Rules of the Rehearsal Dinner

Your wedding day plans are almost complete and with only a couple of DIY items left to create. You feel a sigh of relief in knowing that you will never have to plan a wedding again...EVER AGAIN! Isn't that just the greatest feeling?

You are your maid of honor sit down for a quick celebratory drink and right then and there, it comes to you. You have yet another event to plan in addition to the wedding day. The rehearsal dinner!.

"Planning my rehearsal dinner is going to be the same thing all of again," you think to yourself.  The guest list, the food choices, centerpieces, decor, venue, attire, timelines and you are ready to pull your hair out once again! No matter the size of the event, all of the same little details need to be meticulously chosen and planned. You immediately remember the disagreements you had with your fiance over choosing colors that aren't too girly, the shouting matches with your mom over which dress flatters your figure best, the back-and-forth emails with dad over who would be invited, and the almost-falling out with your best friend over something as small as what jewelry the bridesmaids would be wearing. And before you are even able to take a sip of your celebratory drink, that incredible overwhelming wedding planning feeling sinks in, yet again.

Oftentimes, brides don't realize that no matter how large or how small the event, all of the exact same details, vendors, and items go into planning. So when it comes to the rehearsal dinner, I understand why so many of you get stressed out! But what if I told you that the whole planning experience could be calm, affordable, and stress-free? Would you follow my advice? Well I think you should :)

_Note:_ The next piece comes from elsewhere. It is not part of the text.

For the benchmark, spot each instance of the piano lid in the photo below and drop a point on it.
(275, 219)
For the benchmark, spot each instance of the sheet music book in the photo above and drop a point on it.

This isn't a wedding the night before your wedding.

No matter what your wedding-day theme is, the price tag on your wedding day, or the formality of the day following, your rehearsal dinner is not meant to be a wedding the day before your wedding. You don't have to stick to the same theme, the event doesn't have to be up-scale and extravagant, and you absolutely don't need to invite everyone.

Your rehearsal dinner is a quick gathering after your ceremony rehearsal to not only thank those who have been by your side throughout planning, but a thank you for their participation in your wedding day and just a fun time for everyone to relax before the wedding-day craziness begins.

Just because they flew in for the wedding, doesn't mean they need to be there.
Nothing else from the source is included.